Satire is a literary device used to create change through the use of sarcasm, humor and ridicule. Learn more about different types of satire, and test your knowledge with a quiz.

Definition of Satire

Satire is the use of different elements such as irony, sarcasm, humor and ridicule to criticize or mock the foolish behavior of others. Although the use of satire is often entertaining, it is also often used to bring attention to a particular subject and promote change.

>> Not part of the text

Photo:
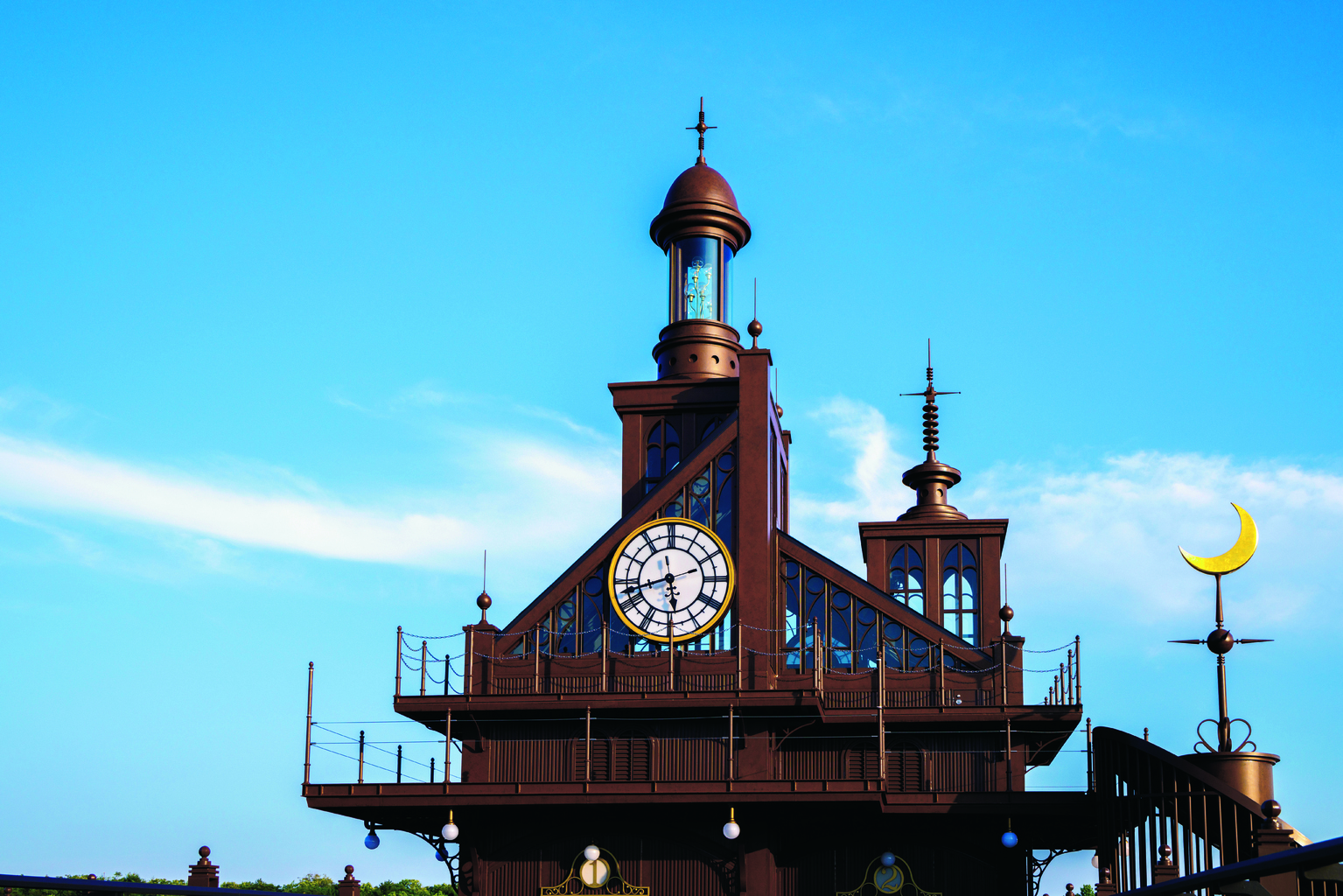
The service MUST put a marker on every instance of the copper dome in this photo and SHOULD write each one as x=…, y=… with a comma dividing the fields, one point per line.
x=700, y=203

Types of Satire in Literature: Horatian

Horatian satire is clever and humorous and generally mocks others. Horatian satire is not negative; it aims to make fun of human behavior in a comic way. In a work using Horatian satire, readers often laugh at the characters in the story who are the subject of mockery as well as themselves and society for behaving in those ways. One example of Horatian satire in literature is The Importance of Being Earnest by Oscar Wilde. In the play, the word 'earnest' is satirized throughout the story. In Victorian times, to be 'earnest' was to be intelligent; however, two of the women in the story desire a man named Earnest just because they like the name.

Jane Austen's novel Pride and Prejudice is also an example of a novel showing Horatian satire. Pride and Prejudice shows the ignorance of the people during the 18th century. In the novel, Jane Austen makes fun of various characters in the story and their views of marriage and relationships. Some characters are simply interested in the marriage but not the relationship.